Security policies

Deckhouse Virtualization Platform (DVP) lets you manage application security in the cluster using a set of policies that follow the Kubernetes Pod Security Standards model and can be extended with DVP’s built-in mechanisms.

DVP implements security policies using Gatekeeper.

Applying Pod Security Standards

DVP supports three security policy levels:

privileged: An unrestricted policy with the broadest possible permissions.
baseline: A minimally restrictive policy that prevents the most well-known and common privilege escalation techniques.

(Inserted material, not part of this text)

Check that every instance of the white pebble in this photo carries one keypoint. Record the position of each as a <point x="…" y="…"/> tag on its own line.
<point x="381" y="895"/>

Allows the use of a standard (minimally specified) Pod configuration.
restricted: A highly restrictive policy with the strictest requirements for Pods.

Default policy

The default policy is determined as follows:

In DVP versions prior to v1.55, the default policy is privileged.
Starting from DVP v1.55, the default policy is baseline.

When upgrading DVP to v1.55 or later, the default policy will not change automatically.

Assigning a policy

You can assign a policy in the following ways:

Globally, using the settings.podSecurityStandards.defaultPolicy parameter of the admission-policy-engine module.
Per namespace, using the security.deckhouse.io/pod-policy=<POLICY_NAME> label.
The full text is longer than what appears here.